Verdir l’économie, en continuant comme avant ?
En clôture de la Convention citoyenne pour le climat Emmanuel Macron a estimé que «le choix de la décroissance» n’était pas une réponse au défi environnemental. Mais la transition écologique est-elle compatible avec le modèle de croissance actuel ?

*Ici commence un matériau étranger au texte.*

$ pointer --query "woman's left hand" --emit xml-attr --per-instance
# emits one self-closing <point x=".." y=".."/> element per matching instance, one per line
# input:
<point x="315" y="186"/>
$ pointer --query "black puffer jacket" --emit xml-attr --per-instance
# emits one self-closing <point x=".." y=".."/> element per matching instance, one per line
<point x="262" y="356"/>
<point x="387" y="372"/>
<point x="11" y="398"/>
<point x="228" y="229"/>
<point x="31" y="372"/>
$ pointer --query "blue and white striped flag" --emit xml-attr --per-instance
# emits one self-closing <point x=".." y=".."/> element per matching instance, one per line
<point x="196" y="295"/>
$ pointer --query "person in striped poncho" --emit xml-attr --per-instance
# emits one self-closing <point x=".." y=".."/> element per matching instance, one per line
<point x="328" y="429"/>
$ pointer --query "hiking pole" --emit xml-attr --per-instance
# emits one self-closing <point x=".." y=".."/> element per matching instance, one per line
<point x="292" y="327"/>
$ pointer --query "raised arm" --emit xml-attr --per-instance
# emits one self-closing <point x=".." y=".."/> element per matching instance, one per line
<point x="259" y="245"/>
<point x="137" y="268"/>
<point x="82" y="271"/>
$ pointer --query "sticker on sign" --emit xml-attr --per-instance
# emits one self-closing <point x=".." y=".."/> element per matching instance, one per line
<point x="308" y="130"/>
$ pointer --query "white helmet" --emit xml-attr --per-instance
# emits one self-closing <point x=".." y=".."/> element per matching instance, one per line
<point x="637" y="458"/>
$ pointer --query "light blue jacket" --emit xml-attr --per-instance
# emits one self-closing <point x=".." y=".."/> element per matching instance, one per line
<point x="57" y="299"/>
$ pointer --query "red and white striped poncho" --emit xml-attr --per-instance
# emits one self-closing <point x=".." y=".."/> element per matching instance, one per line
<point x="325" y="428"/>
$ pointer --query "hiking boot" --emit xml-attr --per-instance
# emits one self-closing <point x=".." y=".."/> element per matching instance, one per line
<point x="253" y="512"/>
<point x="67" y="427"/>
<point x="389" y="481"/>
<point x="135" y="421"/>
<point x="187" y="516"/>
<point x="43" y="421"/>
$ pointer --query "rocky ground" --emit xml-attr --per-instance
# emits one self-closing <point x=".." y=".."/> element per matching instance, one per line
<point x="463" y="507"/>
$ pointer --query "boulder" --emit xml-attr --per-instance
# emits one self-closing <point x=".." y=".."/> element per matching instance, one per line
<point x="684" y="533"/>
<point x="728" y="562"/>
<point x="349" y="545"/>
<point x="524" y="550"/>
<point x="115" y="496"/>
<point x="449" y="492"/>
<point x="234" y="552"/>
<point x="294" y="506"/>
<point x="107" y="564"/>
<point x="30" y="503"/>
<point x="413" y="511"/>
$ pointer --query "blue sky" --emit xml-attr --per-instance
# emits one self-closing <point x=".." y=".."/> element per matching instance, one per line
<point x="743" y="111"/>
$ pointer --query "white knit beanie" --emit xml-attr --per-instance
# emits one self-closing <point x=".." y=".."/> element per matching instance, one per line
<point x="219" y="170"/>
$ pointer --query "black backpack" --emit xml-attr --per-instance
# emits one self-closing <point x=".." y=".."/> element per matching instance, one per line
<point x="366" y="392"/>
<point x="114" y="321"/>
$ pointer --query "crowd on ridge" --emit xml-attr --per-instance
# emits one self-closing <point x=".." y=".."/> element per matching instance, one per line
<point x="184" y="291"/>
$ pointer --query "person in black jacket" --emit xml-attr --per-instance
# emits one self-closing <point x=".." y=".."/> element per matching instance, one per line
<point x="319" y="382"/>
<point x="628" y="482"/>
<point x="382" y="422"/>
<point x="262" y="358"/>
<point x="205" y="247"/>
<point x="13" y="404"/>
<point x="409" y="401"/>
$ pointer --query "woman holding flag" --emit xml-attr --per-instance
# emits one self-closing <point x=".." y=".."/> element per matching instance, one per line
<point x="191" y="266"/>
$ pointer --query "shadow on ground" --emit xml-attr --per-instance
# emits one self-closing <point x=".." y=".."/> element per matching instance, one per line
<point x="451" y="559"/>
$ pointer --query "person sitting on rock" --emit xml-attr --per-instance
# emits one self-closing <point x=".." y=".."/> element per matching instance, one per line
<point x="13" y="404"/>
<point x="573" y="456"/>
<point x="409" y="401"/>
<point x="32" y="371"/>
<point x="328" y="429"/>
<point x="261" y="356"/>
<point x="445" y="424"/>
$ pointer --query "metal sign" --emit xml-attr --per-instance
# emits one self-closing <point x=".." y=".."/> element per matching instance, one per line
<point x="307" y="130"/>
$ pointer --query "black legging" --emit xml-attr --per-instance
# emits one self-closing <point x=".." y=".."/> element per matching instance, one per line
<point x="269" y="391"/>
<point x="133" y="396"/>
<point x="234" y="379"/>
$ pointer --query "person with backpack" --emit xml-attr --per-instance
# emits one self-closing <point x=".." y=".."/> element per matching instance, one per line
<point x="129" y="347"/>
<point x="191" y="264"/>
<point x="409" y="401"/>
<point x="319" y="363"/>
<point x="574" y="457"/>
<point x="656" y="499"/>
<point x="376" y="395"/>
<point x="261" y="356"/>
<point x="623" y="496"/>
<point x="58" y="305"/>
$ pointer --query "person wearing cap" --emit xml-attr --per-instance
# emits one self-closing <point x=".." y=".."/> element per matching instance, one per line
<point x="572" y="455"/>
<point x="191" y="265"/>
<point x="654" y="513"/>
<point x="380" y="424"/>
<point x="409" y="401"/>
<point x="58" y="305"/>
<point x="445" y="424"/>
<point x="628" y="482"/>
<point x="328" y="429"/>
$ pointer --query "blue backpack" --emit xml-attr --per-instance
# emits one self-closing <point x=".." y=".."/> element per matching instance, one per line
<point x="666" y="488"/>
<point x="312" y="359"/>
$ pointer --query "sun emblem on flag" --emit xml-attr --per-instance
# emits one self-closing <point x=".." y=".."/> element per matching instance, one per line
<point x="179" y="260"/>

«Je crois à la croissance de notre économie». Sur les 149 propositions de la Convention citoyenne pour le climat, Emmanuel Macron n’en aura rejeté que 3, mais pas des moindres : la taxe de 4% sur les dividendes, l’abaissement de la limitation à 110 km/h sur autoroute, et l’inscription de l’environnement en tête de la Constitution. Après la percée des écologistes aux dernières municipales, le chef de l’Etat a promis de porter certaines des propositions de la Convention à l’agenda du prochain Conseil de défense écologique, et d’en intégrer d’autres au plan de relance prévu pour la fin de l’été. Un référendum pourrait même être organisé l’an prochain sur des questions liées à la Constitution.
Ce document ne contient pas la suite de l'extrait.